The paper seeks to assess the technical and economic feasibility of implementing carbon dioxide enhanced oil recovery (CO2 EOR) in Trinidad and Tobago from flue gas production whilst mitigating the effect of greenhouse gases via CO2 sequestration. An existing power plant in Trinidad was selected as the CO2 source. As such, actual CO2 volumes and properties were found and used in this analysis. However, a hypothetical field was chosen as the appropriate sink, which can be analogous to a field in onshore Trinidad. A detailed reservoir model was built using the compositional fluid model CMG-GEM. Various scenarios were simulated to determine the optimum number of producers for primary production and the best location of the injectors for CO2 EOR. The optimum number of producers for the reservoir during primary production was found.
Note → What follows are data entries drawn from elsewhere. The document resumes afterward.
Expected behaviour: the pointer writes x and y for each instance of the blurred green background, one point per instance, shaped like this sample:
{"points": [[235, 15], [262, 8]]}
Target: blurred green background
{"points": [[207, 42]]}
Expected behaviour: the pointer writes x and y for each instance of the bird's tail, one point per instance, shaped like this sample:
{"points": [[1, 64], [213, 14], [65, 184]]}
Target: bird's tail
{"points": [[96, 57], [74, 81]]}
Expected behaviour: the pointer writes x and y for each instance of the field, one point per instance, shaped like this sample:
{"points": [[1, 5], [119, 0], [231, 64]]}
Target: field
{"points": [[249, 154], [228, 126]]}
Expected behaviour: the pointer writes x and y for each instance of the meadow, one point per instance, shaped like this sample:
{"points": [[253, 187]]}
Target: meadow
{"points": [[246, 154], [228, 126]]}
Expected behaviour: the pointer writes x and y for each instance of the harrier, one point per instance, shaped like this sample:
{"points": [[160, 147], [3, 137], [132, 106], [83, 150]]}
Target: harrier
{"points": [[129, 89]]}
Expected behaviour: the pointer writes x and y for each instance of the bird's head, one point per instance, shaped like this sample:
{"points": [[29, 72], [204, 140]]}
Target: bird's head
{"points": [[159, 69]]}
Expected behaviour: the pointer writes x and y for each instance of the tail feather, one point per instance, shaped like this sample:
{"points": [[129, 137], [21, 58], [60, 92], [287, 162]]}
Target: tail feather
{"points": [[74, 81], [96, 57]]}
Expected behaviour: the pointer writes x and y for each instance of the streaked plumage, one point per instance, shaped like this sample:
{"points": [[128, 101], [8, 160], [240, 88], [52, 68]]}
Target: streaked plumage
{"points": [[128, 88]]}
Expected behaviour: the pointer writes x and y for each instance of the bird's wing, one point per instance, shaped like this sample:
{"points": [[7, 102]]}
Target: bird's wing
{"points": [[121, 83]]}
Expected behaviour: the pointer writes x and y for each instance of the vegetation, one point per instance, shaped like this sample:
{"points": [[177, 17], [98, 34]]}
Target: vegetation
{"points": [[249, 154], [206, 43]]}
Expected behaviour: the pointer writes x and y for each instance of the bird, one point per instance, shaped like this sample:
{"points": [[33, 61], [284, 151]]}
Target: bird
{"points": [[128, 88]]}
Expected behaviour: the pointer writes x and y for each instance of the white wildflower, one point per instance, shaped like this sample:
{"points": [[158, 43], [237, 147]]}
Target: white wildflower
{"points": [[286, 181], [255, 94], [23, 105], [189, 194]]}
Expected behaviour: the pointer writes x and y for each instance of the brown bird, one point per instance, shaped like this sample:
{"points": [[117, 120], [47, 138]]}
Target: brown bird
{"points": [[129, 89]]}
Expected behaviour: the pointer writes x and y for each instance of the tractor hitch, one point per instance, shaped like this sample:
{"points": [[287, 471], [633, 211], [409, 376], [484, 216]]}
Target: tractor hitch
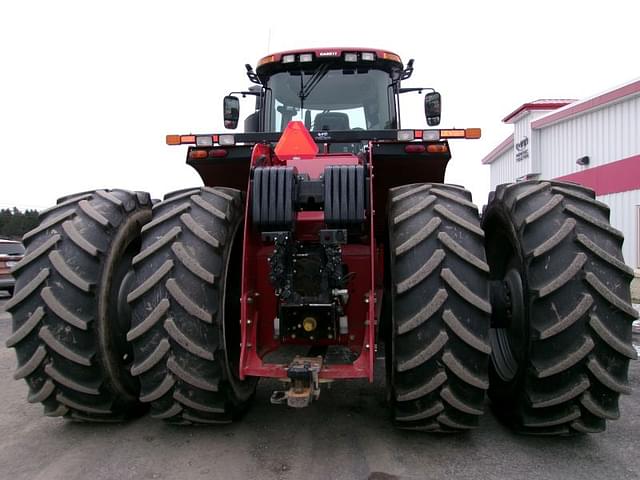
{"points": [[304, 384]]}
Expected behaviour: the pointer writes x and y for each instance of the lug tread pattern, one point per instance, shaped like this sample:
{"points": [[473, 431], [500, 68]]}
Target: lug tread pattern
{"points": [[176, 334], [55, 306], [580, 311], [441, 308]]}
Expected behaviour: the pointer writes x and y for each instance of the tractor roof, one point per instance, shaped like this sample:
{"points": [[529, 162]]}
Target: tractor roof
{"points": [[285, 60]]}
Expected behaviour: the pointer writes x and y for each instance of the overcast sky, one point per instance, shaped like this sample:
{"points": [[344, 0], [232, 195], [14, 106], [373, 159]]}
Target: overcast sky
{"points": [[88, 89]]}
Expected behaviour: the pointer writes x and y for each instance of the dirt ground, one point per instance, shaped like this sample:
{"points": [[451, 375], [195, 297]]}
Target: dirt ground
{"points": [[345, 435]]}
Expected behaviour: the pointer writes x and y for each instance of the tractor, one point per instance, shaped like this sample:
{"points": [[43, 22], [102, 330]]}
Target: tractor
{"points": [[323, 237]]}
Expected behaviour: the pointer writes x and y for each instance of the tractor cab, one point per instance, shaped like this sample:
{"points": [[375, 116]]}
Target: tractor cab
{"points": [[328, 90]]}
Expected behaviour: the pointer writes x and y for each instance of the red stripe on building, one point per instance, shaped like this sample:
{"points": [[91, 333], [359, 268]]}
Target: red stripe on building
{"points": [[614, 177], [589, 104], [499, 150]]}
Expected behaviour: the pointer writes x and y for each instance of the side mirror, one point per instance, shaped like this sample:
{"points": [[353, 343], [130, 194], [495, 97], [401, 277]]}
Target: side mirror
{"points": [[432, 108], [231, 111]]}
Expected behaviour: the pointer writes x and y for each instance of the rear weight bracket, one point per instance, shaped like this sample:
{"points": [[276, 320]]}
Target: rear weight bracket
{"points": [[303, 374]]}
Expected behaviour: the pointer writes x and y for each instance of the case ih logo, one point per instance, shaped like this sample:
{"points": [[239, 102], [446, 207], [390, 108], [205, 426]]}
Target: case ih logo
{"points": [[522, 144], [522, 149], [323, 136]]}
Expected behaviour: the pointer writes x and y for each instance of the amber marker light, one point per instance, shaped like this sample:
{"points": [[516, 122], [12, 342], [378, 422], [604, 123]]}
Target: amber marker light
{"points": [[472, 133]]}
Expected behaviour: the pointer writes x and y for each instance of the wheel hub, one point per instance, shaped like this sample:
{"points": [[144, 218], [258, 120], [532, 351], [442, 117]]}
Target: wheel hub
{"points": [[508, 322], [507, 300]]}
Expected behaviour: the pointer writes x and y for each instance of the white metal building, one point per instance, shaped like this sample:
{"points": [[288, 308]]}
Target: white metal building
{"points": [[594, 142]]}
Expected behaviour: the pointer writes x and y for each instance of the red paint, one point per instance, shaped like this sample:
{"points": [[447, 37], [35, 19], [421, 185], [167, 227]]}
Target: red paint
{"points": [[588, 104], [537, 105], [614, 177], [330, 52], [499, 150], [259, 304], [315, 167]]}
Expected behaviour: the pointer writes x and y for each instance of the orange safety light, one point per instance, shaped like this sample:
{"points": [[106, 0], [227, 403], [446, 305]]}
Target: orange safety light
{"points": [[452, 133], [198, 154], [173, 139], [472, 133], [267, 59], [296, 142], [437, 148]]}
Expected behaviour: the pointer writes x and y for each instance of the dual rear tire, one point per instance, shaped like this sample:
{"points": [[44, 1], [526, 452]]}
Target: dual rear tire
{"points": [[561, 339]]}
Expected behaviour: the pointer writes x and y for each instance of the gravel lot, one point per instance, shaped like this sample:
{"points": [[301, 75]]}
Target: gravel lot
{"points": [[346, 435]]}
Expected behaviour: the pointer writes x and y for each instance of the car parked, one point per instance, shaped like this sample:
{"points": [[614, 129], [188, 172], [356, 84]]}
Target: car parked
{"points": [[11, 252]]}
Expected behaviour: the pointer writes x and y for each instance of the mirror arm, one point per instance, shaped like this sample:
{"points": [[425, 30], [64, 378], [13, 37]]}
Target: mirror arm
{"points": [[415, 89], [253, 76], [244, 94]]}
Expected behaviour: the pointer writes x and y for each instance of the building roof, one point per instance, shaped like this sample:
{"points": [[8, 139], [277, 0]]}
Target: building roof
{"points": [[631, 88], [542, 104], [499, 150]]}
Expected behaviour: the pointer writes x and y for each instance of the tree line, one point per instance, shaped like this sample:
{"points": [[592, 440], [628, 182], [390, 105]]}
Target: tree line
{"points": [[14, 223]]}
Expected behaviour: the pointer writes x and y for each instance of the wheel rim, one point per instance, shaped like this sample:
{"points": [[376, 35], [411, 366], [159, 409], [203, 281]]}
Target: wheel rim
{"points": [[507, 342], [231, 313]]}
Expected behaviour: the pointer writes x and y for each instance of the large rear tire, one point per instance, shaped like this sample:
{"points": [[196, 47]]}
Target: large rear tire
{"points": [[438, 340], [68, 332], [186, 308], [561, 363]]}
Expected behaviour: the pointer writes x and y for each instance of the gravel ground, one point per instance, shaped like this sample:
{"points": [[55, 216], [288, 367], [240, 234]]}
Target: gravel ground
{"points": [[345, 435]]}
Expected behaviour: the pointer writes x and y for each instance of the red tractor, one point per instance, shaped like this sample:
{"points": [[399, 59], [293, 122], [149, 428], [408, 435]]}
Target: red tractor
{"points": [[324, 236]]}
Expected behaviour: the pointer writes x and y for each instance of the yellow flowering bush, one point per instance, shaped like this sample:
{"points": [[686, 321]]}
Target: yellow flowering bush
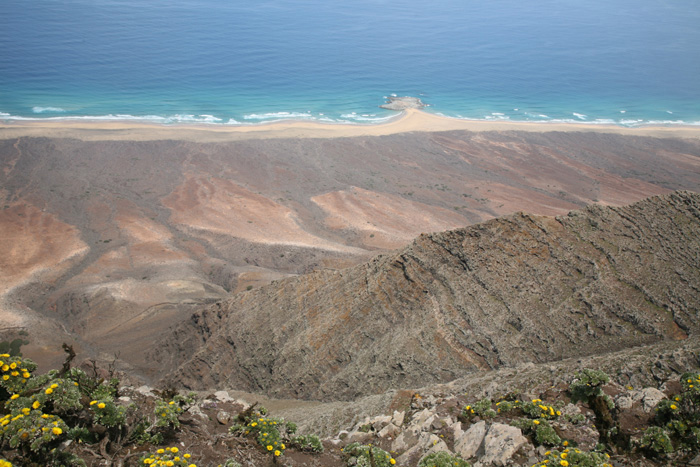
{"points": [[678, 420], [574, 458], [167, 457], [274, 434], [15, 372], [31, 430]]}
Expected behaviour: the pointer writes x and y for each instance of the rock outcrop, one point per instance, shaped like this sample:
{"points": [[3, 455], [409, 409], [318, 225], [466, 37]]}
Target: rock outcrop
{"points": [[508, 291], [402, 103]]}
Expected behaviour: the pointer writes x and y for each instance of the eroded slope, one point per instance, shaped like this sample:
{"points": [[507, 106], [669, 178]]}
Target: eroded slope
{"points": [[516, 289]]}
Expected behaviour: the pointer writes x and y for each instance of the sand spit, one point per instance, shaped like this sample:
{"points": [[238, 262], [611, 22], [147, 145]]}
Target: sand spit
{"points": [[408, 120]]}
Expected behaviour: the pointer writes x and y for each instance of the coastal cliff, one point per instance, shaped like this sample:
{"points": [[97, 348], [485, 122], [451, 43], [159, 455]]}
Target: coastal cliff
{"points": [[517, 289]]}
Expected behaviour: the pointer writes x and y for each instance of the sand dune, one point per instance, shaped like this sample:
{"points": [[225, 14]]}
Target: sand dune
{"points": [[407, 121]]}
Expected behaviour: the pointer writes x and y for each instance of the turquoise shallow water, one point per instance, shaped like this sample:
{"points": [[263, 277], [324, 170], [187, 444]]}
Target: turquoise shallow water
{"points": [[624, 62]]}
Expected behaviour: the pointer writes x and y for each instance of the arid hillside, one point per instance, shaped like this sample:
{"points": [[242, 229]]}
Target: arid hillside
{"points": [[103, 242], [517, 289]]}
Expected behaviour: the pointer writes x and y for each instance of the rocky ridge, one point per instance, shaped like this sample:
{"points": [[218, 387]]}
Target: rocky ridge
{"points": [[505, 292]]}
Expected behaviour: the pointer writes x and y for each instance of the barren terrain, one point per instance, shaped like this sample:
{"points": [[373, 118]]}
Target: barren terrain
{"points": [[108, 241]]}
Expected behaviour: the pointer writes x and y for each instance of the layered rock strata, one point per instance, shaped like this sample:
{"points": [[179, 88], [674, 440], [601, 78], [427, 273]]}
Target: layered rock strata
{"points": [[517, 289]]}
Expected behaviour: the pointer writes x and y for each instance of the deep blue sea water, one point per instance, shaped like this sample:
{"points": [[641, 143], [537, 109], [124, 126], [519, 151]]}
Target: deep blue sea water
{"points": [[628, 62]]}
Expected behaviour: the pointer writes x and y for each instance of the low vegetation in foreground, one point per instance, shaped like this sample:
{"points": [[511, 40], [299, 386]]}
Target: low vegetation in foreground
{"points": [[76, 417]]}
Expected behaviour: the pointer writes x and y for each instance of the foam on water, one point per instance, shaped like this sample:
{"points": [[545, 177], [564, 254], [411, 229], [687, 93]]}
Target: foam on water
{"points": [[230, 63], [39, 110]]}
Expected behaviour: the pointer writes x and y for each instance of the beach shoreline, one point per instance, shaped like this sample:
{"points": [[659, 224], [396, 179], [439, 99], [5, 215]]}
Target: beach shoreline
{"points": [[410, 120]]}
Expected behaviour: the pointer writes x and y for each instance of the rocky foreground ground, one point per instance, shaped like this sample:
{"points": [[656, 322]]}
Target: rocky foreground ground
{"points": [[520, 416]]}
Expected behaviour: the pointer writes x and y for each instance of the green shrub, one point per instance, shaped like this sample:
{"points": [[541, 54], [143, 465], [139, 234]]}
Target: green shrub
{"points": [[265, 430], [364, 455], [107, 413], [679, 417], [541, 431], [536, 409], [588, 384], [310, 443], [442, 459], [656, 441], [574, 458]]}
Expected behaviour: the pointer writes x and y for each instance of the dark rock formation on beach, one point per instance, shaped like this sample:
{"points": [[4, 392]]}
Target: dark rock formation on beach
{"points": [[403, 103], [517, 289]]}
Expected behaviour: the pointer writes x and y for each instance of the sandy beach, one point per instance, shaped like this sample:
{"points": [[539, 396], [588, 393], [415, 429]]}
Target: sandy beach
{"points": [[407, 121]]}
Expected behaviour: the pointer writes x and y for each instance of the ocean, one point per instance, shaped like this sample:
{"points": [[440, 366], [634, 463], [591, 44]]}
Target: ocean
{"points": [[626, 62]]}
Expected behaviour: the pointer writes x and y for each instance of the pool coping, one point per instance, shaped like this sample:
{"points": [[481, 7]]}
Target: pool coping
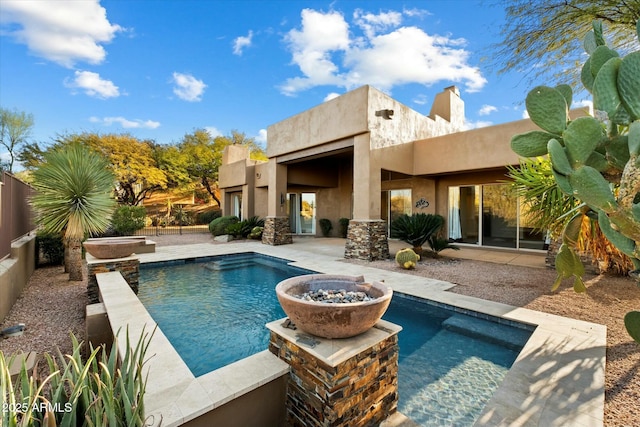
{"points": [[557, 379]]}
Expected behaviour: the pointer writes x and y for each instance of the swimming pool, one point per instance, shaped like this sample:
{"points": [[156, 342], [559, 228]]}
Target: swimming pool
{"points": [[213, 310]]}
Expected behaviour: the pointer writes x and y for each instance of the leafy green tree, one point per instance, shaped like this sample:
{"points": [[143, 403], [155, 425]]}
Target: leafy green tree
{"points": [[201, 156], [127, 219], [15, 131], [549, 32], [73, 187]]}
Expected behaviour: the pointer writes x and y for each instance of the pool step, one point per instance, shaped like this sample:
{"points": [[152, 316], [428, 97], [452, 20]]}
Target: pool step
{"points": [[510, 337], [229, 264], [241, 262]]}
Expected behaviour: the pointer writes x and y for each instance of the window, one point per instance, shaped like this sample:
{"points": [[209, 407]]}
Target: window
{"points": [[489, 215]]}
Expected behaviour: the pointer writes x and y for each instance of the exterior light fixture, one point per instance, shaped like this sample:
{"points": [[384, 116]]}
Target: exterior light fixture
{"points": [[385, 114]]}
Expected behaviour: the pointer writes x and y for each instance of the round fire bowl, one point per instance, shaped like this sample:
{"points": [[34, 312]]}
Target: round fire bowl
{"points": [[106, 249], [333, 320]]}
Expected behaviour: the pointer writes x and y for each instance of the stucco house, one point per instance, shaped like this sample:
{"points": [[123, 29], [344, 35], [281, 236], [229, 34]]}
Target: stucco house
{"points": [[367, 157]]}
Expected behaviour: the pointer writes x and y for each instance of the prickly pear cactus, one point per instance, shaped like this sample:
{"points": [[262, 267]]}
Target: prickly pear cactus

In addition, the most favorable location of the injector to avoid early breakthrough and increase oil recovery was also determined. Many key parameters were reported from this investigation. These included OIIP, forecasted production and primary recovery. After primary production, CO2 EOR was then implemented with the use of the reservoir and fluid models and the additional recovery is reported. Other Key CO2-EOR parameters such as CO2 utilization rate and total sequestered CO2 were also quantified. Though a hypothetical reservoir was used, all associated data were defined and once an actual reservoir is known, the same technically rigid methodology can be applied. The OIIP was found to be 6.74 MMSTB for the selected reservoir. Based on an economic net present value (NPV) assessment, the optimum number of production wells for field development was found to be 3. At the end of primary production from these three wells (with 2.375 in. tubing), a total of 1.83 MMSTB were produced. This corresponded to a primary recovery factor of 27.2% over 4 years and 2 months. For CO2 EOR coupled with sequestration, these three wells were manipulated and used as 1 injector and 2 producers. CO2 EOR led to another 1.07 MMSTB of recovery for a total of 2.9 MMSTB (43.04% Recovery) for the ten year life of the project. A total of 5427 MMSCF (287 000 tons) of CO2 was sequestered in the reservoir (40.39% Storage) at an injection pressure of 1400 psi.